Andargech adds: “We had nothing, just the clothes on our backs, which we now use as a mattress to sleep on.” With no sheep to sell or cattle to milk for dairy, life became very difficult for Andargech’s family.
Andargech and her family are not alone. Most of the people displaced by the floods are dealing with very poor living conditions; they use twigs and tarpaulins to build shelters and are heavily reliant on their host communities for survival. “Because of the flood, I have lost contact with my former neighbours. I don’t know where many of them are. But the community here is very good to us, they feed my children and share some of their items with us,” says Andargech. She adds: “Infants from flood-affected families suffer the most as they no longer have access to a balanced diet.”

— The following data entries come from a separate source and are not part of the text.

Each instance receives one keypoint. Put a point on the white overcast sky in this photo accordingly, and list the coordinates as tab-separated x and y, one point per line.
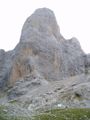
73	17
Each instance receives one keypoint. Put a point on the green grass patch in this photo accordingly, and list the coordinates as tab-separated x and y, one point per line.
56	114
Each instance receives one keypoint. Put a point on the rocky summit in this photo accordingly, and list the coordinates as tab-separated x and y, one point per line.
44	70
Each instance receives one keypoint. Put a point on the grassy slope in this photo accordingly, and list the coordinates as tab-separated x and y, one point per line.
57	114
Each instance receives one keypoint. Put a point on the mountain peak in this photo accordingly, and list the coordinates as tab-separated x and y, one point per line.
42	21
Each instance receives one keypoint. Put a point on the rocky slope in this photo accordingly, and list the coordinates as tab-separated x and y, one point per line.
44	69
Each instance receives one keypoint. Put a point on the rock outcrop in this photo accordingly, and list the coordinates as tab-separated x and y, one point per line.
43	50
41	63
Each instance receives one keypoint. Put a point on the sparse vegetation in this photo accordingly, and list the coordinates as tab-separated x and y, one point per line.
56	114
65	114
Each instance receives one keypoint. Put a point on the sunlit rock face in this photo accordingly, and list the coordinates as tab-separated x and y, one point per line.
42	50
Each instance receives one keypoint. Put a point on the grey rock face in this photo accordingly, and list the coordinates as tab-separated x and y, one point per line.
44	70
42	49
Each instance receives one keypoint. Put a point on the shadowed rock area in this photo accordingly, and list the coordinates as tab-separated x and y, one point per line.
44	69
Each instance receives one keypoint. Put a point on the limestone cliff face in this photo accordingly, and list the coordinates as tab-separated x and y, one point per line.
42	50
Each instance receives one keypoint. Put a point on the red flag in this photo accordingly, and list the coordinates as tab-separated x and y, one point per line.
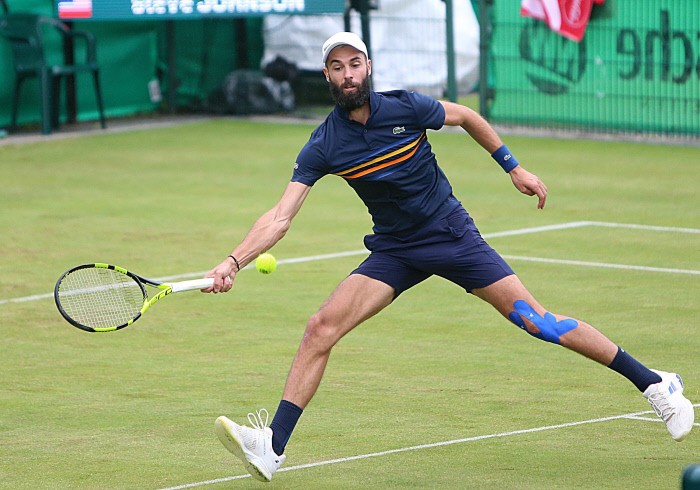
566	17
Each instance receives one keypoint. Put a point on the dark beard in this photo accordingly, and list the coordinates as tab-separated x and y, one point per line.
353	100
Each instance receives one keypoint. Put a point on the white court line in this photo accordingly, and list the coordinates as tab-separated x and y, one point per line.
521	231
601	264
629	416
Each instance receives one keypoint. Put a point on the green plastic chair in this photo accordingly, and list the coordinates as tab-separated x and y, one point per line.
27	34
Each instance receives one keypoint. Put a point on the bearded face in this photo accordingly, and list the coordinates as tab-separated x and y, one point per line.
353	99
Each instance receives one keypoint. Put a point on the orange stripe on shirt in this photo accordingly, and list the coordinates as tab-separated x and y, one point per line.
383	157
384	165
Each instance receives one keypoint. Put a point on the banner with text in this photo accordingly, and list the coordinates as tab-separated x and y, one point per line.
637	69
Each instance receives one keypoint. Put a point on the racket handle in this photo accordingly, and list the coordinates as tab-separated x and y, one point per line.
205	283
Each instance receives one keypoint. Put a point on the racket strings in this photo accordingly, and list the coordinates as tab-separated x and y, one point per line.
100	298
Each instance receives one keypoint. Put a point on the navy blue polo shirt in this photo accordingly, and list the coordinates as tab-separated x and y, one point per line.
388	161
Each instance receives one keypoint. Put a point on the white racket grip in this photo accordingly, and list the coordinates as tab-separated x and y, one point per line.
205	283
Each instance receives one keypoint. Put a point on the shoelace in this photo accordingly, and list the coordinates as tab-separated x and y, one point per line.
255	419
661	406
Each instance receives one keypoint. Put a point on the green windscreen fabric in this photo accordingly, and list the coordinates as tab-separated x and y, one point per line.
637	69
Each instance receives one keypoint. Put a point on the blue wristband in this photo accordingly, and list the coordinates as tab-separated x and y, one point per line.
504	158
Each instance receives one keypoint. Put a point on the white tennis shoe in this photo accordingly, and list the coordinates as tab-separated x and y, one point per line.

Now that the floodwaters have receded, many of the displaced have gone back to cultivate their land and prepare for their return. But for Andargech, the fear lingers. “My husband is there now, he wants to go back and live there but I don’t want to risk losing our livelihood again.” While her family remains displaced, she notes that as a result of the PIN intervention, “Our new home is better equipped now; we have better materials to sleep on and cook with. Thank you for helping us.”
The continued provision of emergency relief items has helped minimise health risks and maximise people’s resilience within their new communities. With funding from the European Union Civil Protection and Humanitarian Aid Operations, PIN is providing much-needed humanitarian assistance, helping families recover from flood-affected areas.